See Opening Sentences, and its link to "Grandiose Titles," also Roidhun.

Here is another title in similar vein:

"...His Supremacy, Viceregent of the Spirit of Man of the Stars, Supreme Autocrat, Legitimate Governor, Beloved of the Legislative Council, of the Clerett Dynasty the First."
-The Forge, CHAPTER ELEVEN, p. 190.

We notice a church-state unity: the Autocrat also represents the Spirit. Historically, the Japanese Emperor is the highest authority in Shinto. The Queen of England is the Supreme Governor of the Church of England. The Pope and the Dalai Lama are heads of states.

The Roidhun of Merseia is also boosted as "his Supremacy." See here.

I prefer a milieu in which we address each other as "brother/sister" or "Comrade" and mean it but deeds can contradict words.

(Recent posts have visited some very strange places.)

9 comments:

Sean M. Brooks said...

Kaor, Paul!

Short of the second coming of Christ we are not going to see that "brother/sister" thing. And forget "comrade," not after the bloody record of the Communists has discredited that word.

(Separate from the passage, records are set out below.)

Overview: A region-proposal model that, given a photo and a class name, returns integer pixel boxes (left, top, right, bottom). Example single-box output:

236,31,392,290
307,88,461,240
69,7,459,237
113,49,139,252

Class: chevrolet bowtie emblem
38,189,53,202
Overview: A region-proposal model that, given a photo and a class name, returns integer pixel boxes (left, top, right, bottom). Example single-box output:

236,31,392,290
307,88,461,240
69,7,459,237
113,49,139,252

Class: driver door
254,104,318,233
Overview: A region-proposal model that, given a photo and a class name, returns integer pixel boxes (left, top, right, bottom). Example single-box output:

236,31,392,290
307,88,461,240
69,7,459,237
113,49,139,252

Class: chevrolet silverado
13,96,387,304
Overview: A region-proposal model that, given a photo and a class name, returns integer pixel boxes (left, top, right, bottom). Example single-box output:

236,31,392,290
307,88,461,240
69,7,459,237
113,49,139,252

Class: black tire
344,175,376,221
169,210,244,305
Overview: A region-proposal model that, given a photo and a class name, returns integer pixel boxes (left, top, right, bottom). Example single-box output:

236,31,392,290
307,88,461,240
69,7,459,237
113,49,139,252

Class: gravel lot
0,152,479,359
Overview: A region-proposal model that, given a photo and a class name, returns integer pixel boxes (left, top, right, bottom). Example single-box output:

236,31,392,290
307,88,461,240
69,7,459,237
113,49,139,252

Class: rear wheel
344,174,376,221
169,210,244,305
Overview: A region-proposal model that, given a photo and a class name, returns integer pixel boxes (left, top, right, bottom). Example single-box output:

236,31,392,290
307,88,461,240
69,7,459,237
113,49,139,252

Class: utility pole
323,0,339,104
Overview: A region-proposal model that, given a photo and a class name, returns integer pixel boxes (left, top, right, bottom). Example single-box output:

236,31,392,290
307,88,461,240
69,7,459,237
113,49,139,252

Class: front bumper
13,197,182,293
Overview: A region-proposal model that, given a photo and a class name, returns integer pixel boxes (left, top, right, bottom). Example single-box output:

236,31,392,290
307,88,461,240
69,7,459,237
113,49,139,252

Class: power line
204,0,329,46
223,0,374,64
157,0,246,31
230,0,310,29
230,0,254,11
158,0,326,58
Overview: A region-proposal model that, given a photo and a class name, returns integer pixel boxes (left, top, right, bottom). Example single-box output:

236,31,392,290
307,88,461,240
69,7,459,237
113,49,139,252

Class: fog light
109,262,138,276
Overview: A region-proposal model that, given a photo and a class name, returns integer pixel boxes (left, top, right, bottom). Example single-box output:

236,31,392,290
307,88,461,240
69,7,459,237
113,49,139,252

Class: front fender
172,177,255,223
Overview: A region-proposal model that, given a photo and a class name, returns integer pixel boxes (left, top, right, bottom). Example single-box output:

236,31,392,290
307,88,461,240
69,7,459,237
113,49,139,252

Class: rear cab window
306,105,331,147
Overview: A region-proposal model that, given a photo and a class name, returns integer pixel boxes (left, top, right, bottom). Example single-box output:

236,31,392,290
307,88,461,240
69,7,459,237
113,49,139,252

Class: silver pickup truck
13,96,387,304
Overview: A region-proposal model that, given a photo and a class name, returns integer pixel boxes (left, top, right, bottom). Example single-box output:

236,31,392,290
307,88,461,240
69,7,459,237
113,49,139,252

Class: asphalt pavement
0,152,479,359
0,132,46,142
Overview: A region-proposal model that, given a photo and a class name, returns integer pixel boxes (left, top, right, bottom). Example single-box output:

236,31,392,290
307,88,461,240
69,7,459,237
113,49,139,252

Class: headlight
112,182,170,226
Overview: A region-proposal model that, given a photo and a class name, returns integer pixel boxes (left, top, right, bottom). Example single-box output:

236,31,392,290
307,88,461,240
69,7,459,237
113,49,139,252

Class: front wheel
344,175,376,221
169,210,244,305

Also, we should keep in mind the common human longing for titles and honorifics. And I don't think that's necessarily all bad, as I discussed in my article "Andersonian Themes and Tropes," quoting from both Anderson and Stirling. I think a certain degree of ceremoniousness for heads of state or other high officers is called for.

Would you really call her Majesty, Elizabeth II, Queen of the United Kingdom of Great Britain and Northern Ireland, "Lizzy"? I read that the correct mode of address in informal situations is "Ma'am."

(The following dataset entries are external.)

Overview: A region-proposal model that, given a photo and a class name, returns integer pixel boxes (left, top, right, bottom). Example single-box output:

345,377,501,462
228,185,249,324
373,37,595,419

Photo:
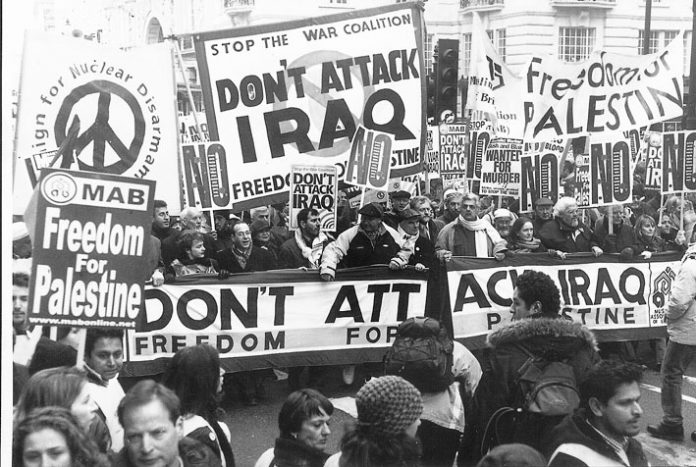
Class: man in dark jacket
217,222,277,273
278,208,333,269
544,361,648,467
383,189,411,228
113,380,222,467
319,202,411,281
539,196,603,256
461,271,600,463
532,197,554,233
152,200,172,241
593,205,634,256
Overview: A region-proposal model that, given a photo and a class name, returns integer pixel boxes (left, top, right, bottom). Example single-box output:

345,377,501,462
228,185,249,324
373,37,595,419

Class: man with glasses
436,193,507,260
409,196,443,245
539,197,603,256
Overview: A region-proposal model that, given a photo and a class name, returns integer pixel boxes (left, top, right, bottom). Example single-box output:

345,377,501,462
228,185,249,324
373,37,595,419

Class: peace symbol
274,51,376,159
54,80,146,174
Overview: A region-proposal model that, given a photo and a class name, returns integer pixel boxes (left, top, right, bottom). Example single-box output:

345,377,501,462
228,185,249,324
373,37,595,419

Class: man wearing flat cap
383,190,412,229
533,197,555,233
320,202,413,281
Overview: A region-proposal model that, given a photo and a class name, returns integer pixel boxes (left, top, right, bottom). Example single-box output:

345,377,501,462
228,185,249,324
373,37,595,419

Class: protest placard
123,266,427,374
662,131,696,193
194,3,425,209
344,125,393,190
523,34,684,141
179,112,209,143
439,123,467,176
425,125,440,179
480,138,522,197
13,32,179,213
28,169,155,329
587,132,635,206
180,141,231,209
519,139,565,212
289,164,338,231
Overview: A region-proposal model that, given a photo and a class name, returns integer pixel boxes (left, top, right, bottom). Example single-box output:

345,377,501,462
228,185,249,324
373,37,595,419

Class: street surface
217,355,696,467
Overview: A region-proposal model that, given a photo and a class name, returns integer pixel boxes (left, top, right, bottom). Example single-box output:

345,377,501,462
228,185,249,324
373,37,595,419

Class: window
425,33,434,73
461,33,472,75
637,30,678,54
485,29,506,60
558,27,595,62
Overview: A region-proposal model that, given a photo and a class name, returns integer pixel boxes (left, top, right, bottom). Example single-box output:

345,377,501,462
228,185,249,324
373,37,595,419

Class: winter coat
217,245,277,273
666,246,696,345
539,218,598,253
593,217,634,255
254,437,329,467
278,236,333,269
468,316,599,455
111,437,222,467
544,409,649,467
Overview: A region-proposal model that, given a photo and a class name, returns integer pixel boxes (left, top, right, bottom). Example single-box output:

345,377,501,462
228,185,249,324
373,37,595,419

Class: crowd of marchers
11,252,696,467
11,183,696,467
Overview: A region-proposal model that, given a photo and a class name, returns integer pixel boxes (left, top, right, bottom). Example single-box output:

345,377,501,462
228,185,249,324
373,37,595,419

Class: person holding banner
539,197,603,257
319,202,413,282
505,217,549,255
151,200,173,242
436,193,508,261
279,208,334,271
593,205,635,257
409,196,444,244
168,231,220,278
532,197,555,234
436,191,463,226
648,243,696,443
162,207,218,266
217,222,277,275
397,208,435,272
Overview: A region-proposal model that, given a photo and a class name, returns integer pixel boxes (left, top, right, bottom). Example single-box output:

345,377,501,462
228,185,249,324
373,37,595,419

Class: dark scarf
271,437,329,467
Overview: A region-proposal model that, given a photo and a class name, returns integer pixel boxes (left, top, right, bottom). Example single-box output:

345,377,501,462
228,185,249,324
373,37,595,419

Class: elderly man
436,190,463,225
410,195,444,244
383,189,412,228
279,208,333,269
396,208,435,271
532,197,555,233
320,202,412,281
539,197,603,257
113,380,221,467
161,207,217,265
436,193,507,260
490,208,514,240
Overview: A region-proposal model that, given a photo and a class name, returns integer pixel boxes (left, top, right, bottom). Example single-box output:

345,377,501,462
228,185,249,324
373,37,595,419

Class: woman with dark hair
162,344,235,467
14,366,111,453
325,375,423,467
506,216,550,254
255,389,334,467
169,230,220,277
13,406,110,467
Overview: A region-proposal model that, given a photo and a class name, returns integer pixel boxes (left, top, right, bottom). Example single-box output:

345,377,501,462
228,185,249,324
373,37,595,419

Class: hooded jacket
544,409,648,467
666,245,696,345
468,316,600,455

I do wonder if Drake/Stirling took their use of "Supremacy" for the Governors of the Civil Government from Anderson's Roidhun of Merseia.

Glory to the Emperor! Sean

paulshackley2017@gmail.com said...

Glory to the Emperor!

(I don't think the Nazis have discredited the ancient symbol of the Swastika although it is now wrong to use their precise version of that symbol in anything but a dramatic presentation. I got the fright of my life when, in a trade union center, I saw a man in a black shirt with a swastika arm-band standing to attention outside a room. Then someone said, "Drama group!")

Sean M. Brooks said...

Kaor, Paul!

Maybe, strictly speaking, the swastika symbol should not be considered discredited. I know it's a very ancient symbol meaning things like good luck, good fortune, etc. But, the Nazis have become so strongly associated with the swastika that it's difficult to separate it from them. As the case you cited demonstrates.

Sean

paulshackley2017@gmail.com said...

Sean,
But the symbol still appears in temples where it does no harm.
Paul.

Sean M. Brooks said...

Kaor, Paul!

Granted, of course. I assume you meant Hindu temples.

Sean

paulshackley2017@gmail.com said...

Sean,
And Buddhist and Jain, I think.
Paul.

Sean M. Brooks said...

Kaor, Paul!

And all of them in India, where not so MANY people are all that familiar with the Nazis, and hence less likely to feel uncomfortable about using the swastika.

Sean

paulshackley2017@gmail.com said...

To me, the Hammer and Sickle still means Workers and Peasants, not dictatorship, despite later aberrations. Much evil is done under good symbols.

Sean M. Brooks said...

Kaor, Paul!

I am sorry, but I absolutely disagree. That (obscenity deleted) means ONLY cruelty and tyranny masked with a uniquely revolting hypocrisy. Lenin, who may have cooked up that Hammer and Sickle emblem, never cared a DARN for those "workers and peasants."